46 Étant donné que les modalités particulières de commercialisation des produits désignés par les marques peuvent varier dans le temps et dépendre de la volonté des titulaires de ces marques, l’analyse de l’existence d’un risque de confusion entre deux marques ne saurait dépendre des intentions commerciales des titulaires des marques, mises en œuvre ou non, qui sont par nature subjectives (20/04/2018, T-15/17, Yamas, EU:T:2018:198, § 52; 27/09/2018, T-70/17, NorthSeaGrid,
EU:T:2018:611, § 50; 09/09/2008, T-363/06, MAGIC seat, EU:T:2008:319, § 63;
15/03/2007, C-171/06 P, Quantum, EU:C:2007:171, § 59).
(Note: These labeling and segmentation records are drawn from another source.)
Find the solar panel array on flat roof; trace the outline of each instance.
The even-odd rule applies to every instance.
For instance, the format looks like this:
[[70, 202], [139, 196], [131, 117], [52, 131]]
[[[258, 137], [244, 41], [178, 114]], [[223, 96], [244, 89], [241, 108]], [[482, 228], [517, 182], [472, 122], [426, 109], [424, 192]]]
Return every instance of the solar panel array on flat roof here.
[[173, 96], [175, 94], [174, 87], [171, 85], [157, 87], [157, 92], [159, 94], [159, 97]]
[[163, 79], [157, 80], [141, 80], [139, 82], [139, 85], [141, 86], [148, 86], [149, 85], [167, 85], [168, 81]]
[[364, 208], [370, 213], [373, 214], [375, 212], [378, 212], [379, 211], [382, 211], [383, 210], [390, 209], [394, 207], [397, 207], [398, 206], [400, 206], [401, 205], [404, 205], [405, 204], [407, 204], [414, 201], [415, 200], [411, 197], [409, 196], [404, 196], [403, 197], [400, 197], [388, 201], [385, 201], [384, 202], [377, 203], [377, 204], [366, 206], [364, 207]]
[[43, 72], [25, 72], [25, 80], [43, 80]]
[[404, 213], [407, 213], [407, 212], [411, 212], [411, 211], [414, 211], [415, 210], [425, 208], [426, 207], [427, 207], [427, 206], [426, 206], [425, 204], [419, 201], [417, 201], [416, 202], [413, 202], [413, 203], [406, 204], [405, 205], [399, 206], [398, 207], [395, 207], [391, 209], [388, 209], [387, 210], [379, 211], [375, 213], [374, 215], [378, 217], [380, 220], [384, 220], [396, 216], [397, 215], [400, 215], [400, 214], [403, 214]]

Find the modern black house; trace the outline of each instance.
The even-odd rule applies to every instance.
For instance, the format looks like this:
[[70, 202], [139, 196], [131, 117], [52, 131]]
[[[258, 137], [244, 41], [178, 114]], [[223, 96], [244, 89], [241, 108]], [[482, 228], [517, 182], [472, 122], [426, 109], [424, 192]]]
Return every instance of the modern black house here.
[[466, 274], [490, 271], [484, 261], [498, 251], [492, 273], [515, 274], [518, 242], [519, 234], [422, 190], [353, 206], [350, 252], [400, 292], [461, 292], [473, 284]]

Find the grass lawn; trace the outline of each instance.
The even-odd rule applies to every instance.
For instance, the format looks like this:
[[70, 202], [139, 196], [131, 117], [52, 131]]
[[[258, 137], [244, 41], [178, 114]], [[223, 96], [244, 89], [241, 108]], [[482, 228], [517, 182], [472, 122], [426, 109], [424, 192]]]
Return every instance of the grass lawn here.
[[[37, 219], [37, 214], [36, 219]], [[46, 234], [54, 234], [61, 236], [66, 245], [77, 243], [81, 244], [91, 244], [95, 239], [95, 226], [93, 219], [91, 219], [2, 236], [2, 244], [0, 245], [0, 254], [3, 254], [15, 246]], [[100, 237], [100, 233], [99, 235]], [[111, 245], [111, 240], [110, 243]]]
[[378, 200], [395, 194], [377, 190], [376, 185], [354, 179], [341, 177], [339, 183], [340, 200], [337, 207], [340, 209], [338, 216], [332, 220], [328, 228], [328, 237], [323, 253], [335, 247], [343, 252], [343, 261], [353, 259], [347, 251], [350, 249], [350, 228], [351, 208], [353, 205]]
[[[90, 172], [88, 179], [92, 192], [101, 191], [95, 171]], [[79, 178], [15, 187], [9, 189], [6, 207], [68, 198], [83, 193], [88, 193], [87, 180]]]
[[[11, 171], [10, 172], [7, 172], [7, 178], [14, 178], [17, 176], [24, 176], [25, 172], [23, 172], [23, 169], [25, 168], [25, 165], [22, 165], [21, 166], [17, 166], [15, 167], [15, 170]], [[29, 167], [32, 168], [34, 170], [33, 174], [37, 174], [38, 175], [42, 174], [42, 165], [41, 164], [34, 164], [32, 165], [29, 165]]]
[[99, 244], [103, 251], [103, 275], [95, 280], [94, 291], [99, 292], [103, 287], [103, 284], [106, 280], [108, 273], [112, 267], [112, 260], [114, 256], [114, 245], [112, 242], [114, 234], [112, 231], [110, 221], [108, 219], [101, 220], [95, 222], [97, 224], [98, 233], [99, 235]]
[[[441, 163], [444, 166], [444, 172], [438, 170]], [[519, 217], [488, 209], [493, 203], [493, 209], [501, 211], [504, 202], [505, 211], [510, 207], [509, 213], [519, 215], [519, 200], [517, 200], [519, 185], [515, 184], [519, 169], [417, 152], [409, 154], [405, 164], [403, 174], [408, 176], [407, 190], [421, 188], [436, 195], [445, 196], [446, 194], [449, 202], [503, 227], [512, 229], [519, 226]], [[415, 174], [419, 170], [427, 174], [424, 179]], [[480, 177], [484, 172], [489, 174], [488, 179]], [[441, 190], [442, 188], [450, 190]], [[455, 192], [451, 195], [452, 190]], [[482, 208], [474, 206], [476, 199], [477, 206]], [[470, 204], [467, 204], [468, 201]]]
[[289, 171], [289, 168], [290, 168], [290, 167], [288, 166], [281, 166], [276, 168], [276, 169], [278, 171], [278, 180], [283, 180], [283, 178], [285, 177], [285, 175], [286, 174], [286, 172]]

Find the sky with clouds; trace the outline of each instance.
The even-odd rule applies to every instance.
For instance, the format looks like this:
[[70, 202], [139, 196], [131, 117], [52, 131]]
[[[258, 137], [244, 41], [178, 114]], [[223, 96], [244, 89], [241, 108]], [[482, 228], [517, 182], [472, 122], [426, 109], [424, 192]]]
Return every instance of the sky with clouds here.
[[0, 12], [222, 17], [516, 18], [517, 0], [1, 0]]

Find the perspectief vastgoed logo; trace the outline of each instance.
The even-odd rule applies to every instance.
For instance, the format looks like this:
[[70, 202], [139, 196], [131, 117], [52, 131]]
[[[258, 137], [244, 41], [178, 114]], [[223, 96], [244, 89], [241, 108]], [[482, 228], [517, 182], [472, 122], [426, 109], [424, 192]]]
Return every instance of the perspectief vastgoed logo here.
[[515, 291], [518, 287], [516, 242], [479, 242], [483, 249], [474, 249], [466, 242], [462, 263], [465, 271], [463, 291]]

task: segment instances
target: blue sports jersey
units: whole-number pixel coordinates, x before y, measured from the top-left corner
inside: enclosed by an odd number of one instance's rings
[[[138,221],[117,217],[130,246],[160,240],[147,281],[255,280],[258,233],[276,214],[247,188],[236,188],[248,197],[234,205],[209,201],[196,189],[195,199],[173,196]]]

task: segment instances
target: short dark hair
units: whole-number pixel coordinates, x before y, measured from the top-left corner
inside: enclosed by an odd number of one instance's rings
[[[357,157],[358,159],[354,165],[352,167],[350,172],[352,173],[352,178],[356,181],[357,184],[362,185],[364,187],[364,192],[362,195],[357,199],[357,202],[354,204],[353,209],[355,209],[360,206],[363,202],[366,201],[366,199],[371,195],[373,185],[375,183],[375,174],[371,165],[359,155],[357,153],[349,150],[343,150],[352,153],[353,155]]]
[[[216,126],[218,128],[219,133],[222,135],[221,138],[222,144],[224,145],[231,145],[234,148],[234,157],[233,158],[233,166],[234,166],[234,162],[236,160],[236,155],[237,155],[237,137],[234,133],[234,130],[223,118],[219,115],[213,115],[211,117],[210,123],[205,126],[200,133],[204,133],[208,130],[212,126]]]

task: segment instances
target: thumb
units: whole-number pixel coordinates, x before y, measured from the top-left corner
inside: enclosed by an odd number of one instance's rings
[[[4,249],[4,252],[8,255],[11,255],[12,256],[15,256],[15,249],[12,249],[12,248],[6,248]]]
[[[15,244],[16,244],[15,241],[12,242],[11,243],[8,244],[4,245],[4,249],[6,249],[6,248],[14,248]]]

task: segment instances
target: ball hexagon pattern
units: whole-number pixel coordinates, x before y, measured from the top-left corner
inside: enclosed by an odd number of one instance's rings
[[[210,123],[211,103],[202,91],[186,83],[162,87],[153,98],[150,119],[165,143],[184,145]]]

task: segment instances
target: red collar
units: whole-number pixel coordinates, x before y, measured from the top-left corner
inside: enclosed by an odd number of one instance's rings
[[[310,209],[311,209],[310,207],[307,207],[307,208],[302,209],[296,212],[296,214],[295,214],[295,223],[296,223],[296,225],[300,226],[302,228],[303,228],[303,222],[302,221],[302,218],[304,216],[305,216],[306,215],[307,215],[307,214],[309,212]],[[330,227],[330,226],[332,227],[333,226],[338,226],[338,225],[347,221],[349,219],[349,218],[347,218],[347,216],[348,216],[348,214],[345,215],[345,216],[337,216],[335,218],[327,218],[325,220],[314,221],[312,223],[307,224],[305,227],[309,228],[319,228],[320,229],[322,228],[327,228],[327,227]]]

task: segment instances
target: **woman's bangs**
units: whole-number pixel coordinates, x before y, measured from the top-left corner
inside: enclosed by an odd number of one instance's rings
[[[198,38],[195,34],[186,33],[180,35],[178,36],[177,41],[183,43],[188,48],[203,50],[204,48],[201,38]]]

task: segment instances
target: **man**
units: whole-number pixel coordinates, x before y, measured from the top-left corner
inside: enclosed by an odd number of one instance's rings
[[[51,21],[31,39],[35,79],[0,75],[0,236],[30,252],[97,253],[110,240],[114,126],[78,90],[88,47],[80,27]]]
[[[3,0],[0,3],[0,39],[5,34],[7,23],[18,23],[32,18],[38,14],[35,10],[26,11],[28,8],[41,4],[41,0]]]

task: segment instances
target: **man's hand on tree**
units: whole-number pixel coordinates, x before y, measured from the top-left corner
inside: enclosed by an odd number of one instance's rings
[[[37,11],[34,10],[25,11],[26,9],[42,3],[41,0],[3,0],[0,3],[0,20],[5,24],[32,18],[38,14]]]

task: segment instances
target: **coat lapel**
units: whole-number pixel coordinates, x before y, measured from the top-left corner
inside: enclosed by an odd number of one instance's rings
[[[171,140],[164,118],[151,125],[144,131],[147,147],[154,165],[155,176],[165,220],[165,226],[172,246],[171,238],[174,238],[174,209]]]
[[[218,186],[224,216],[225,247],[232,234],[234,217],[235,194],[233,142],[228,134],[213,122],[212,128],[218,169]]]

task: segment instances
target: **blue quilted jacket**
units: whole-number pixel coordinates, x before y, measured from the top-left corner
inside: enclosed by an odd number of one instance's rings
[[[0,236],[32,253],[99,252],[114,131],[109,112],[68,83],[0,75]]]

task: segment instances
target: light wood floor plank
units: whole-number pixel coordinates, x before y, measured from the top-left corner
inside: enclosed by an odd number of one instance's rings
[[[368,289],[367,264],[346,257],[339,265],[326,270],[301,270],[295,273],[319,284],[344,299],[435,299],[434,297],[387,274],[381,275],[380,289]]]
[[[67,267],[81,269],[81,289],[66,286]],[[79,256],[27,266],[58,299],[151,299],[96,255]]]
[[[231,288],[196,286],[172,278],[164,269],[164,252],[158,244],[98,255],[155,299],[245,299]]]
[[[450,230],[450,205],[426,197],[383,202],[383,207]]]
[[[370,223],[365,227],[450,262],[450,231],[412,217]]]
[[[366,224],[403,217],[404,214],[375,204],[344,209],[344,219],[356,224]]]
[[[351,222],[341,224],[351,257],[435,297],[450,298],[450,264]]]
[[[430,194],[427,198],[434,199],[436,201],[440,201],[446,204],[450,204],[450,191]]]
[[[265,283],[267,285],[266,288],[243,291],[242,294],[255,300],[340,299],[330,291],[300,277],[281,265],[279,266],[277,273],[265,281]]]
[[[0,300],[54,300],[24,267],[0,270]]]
47 En effet, ce qu’il convient de comparer, ce sont les listes respectives de produits telles qu’elles figurent dans le registre, et non les activités commerciales réelles des parties respectives (16/06/2010, T-487/08, Kremezin, EU:T:2010:237, § 71;
01/07/2009, T-16/08, Center Shock, EU:T:2009:240, § 34; 13/04/2005, T-286/03, bon Guard Xtreme Sport, EU:T:2005:126, § 33) ou la stratégie commerciale particulière adoptée. À cet égard, il convient de souligner que la stratégie commerciale des parties concernées n’est pas pertinente (07/02/2012, T-305/10, Dynique, EU:T:2012:57, § 26; 10/11/2011, T-22/10, E, EU:T:2011:651, § 39).
48 Par conséquent, si les produits visés par la marque antérieure incluent les produits visés par la marque contestée, et inversement, ces produits sont considérés comme identiques (03/06/2015, T-544/12, Pensa Pharma, EU:T:2015:355, §
130).
49 Dès lors, compte tenu également de la jurisprudence citée au paragraphe 41, les
«produits pharmaceutiques» contestés, qui incluent, en tant que catégorie plus large, les «médicaments pharmaceutiques» antérieurs sont clairement identiques.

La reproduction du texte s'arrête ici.